One of the key things that the Dutch Franchise Law introduced was the legal definition of a franchise: “an agreement whereby, in exchange for a fee, the franchisor provides the franchisee the right and obligation to exploit a franchise formula in a designated manner for the production or sales of goods or the performance of services.” This shouldn’t contain any surprises for established franchising professionals, but the legal definition’s sheer existence is an important factor that differentiates the Netherlands from other European markets that remain largely unregulated.
As well as providing this definition, the Dutch Franchise Act stipulates that franchisors must provide franchisees with a disclosure document at least four weeks prior to the date that the agreement will be concluded. It also requires that the franchisor must inform franchisees of any intended amendments to the franchise agreement, as well as any information that is important to the franchisee when carrying out the agreement.
A lot of these requirements will be familiar to international franchisors, but are commonly seen as good faith requirements elsewhere in Europe. Part of the reasoning behind the Dutch parliament introducing the Dutch Franchise Act was because franchising as a model was seen as highly valuable to the Dutch economy, but franchisors were previously viewed as much more dominant in the agreement than franchisees. The new act seeks to rebalance that dynamic, and moves the Netherlands from a completely unregulated franchising market to arguably one of the most regulated countries in the world for franchisors
Each and every country’s economy around the world was impacted in some way by the coronavirus pandemic, and this is no different for the Netherlands. However, while the Dutch undoubtedly took a hit in 2020, it seems that the resilience of the franchise model has protected its entrepreneurs from suffering the worst outcomes.
“The Dutch franchise sector has of course been affected by the COVID pandemic.
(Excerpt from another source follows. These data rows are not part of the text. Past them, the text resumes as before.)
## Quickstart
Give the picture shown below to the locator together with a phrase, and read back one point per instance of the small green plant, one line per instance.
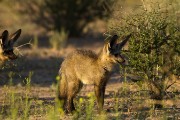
(58, 39)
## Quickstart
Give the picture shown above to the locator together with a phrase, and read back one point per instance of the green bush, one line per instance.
(58, 40)
(154, 47)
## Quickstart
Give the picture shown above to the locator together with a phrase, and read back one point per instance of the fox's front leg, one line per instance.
(99, 92)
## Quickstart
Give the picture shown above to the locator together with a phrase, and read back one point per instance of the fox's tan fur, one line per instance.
(86, 67)
(6, 45)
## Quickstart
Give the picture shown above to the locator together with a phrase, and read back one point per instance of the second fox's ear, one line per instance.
(13, 38)
(5, 36)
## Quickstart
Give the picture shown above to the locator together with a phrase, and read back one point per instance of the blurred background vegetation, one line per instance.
(37, 17)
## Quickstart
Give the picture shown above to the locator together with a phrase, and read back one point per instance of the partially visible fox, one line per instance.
(6, 45)
(86, 67)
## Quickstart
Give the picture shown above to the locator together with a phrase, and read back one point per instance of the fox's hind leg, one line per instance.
(62, 91)
(73, 88)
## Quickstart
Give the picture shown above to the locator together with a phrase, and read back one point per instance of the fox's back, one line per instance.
(82, 65)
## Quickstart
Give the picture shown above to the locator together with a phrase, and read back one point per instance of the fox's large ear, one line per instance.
(111, 44)
(125, 39)
(13, 38)
(5, 36)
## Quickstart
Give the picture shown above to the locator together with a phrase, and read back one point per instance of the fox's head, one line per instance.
(112, 49)
(7, 42)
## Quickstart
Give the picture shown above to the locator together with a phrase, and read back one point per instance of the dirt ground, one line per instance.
(44, 63)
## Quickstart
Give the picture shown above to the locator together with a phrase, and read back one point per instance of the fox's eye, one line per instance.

Several branches in the Netherlands, such as fitness, hairdressing, clothing and shoe stores, and restaurants were forced to close for a longer period of time. Other franchise organizations, on the other hand, had higher sales, such as supermarkets and DIY stores,” says Reimer.
The numbers certainly back up this confidence. The Dutch franchise industry’s turnover fell by around €400m between 2019 and 2020, but the number of franchisors declined by just 14 brands.
“Overall, the franchise sector has remained stable, but specifically for this year there is a lot of difference between the branches. We do expect that, as previous crises have shown, franchisees will recover faster if the economy picks up again. The franchisee goes the extra mile to make his business a success.”
Taking place just 45 minutes from Amsterdam, the Dutch National Franchise Expo is set to bring together franchisors from all over Europe for a two-day showcase of what makes this country special.